A total of 270 adult patients scheduled to undergo colonoscopy were randomized, with 134 allocated to the UTC group and 136 to the pediatric colonoscope group. Pain was assessed using a visual analog scale. For all procedures, sedation was administered only if requested. Overall pain, rate and time of cecal and terminal ileum intubation, number of patients requesting sedation, adenoma detection rates (ADR), and rate of complications were measured and analyzed.

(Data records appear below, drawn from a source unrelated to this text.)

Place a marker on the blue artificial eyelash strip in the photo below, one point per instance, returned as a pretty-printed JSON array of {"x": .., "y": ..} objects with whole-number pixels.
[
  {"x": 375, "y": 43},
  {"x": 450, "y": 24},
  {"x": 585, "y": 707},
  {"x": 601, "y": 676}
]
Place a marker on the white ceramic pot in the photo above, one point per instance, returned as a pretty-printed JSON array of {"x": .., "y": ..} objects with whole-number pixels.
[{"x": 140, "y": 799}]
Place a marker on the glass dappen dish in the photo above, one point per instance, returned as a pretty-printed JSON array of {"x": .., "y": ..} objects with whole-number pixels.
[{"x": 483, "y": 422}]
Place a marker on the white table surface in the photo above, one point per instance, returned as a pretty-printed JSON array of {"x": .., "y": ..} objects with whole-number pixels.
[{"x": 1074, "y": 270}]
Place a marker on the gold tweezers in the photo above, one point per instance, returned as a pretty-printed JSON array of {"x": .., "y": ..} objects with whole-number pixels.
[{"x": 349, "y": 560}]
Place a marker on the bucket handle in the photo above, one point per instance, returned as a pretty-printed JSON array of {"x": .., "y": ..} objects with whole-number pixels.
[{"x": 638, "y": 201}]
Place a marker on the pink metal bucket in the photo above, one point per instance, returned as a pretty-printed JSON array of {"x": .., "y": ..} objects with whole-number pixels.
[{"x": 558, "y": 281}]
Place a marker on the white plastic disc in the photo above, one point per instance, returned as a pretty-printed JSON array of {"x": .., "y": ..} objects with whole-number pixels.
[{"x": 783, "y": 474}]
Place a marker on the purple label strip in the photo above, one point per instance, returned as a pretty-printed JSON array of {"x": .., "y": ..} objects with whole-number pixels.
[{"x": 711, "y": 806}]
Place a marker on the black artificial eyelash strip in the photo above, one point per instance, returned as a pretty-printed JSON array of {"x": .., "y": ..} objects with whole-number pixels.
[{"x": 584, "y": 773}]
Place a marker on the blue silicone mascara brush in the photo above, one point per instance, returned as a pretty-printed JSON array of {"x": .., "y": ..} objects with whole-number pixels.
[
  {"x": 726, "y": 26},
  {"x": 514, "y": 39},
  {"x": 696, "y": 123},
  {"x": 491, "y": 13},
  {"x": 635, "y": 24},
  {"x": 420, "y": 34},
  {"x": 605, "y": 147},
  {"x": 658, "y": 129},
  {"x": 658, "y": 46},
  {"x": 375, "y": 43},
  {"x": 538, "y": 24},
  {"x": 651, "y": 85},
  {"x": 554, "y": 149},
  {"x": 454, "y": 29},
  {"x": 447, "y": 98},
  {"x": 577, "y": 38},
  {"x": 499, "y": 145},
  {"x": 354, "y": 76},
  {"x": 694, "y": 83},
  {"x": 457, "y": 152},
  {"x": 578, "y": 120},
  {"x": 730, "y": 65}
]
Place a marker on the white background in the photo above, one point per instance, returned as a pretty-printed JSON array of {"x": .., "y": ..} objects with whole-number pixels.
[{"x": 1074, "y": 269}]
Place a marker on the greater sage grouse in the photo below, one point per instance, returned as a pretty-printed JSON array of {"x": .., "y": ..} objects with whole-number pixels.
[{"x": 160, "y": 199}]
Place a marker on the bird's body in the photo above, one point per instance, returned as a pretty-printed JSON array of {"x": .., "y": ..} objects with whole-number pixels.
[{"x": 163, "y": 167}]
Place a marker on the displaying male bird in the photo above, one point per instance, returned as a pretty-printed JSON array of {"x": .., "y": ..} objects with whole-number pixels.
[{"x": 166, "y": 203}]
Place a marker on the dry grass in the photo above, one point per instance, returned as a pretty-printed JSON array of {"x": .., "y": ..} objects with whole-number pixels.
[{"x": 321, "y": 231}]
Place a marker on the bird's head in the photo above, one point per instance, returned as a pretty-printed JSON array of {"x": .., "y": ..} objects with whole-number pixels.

Among all patients, the medians of maximum pain and overall pain were significantly lower in the UTC group than in the pediatric colonoscope group (23 vs. 38, P < 0.001; 12 vs. 22, P = 0.0003, respectively). Significantly fewer patients requested sedation in the UTC group than in the pediatric colonoscope group (1.4 vs. 6.6%; P = 0.0269). No significant differences were seen in either the rate and time of successful cecal and terminal ileum intubation, or in other procedure-related outcomes, including ADR.
Compared with a pediatric colonoscope, the UTC was associated with reduced overall and maximum pain during colonoscopy, with no difference in ADR.
超微结肠镜(UTC)据称在结肠镜检查期间引起的疼痛比标准结肠镜检查少。本研究的目的是评估 UTC 与儿科结肠镜相比的耐受性。
总共 270 名计划接受结肠镜检查的成年患者被随机分组,134 名患者分配到 UTC 组,136 名患者分配到儿科结肠镜组。使用视觉模拟量表评估疼痛。所有程序仅在要求时给予镇静。测量和分析所有程序的总体疼痛、疼痛发生率和时间、要求镇静的患者人数、腺瘤检出率(ADR)和并发症发生率。
在所有患者中,UTC 组的最大疼痛和总体疼痛中位数明显低于儿科结肠镜组(23 对 38,P < 0.001;12 对 22,P = 0.0003)。UTC 组要求镇静的患者明显少于儿科结肠镜组(1.4%对 6.6%;P = 0.0269)。在成功插管回盲部和末端回肠的发生率和时间方面,或在其他与程序相关的结果方面,包括 ADR,均未见显著差异。
与儿科结肠镜相比,UTC 与结肠镜检查期间的总体和最大疼痛减轻相关,ADR 无差异。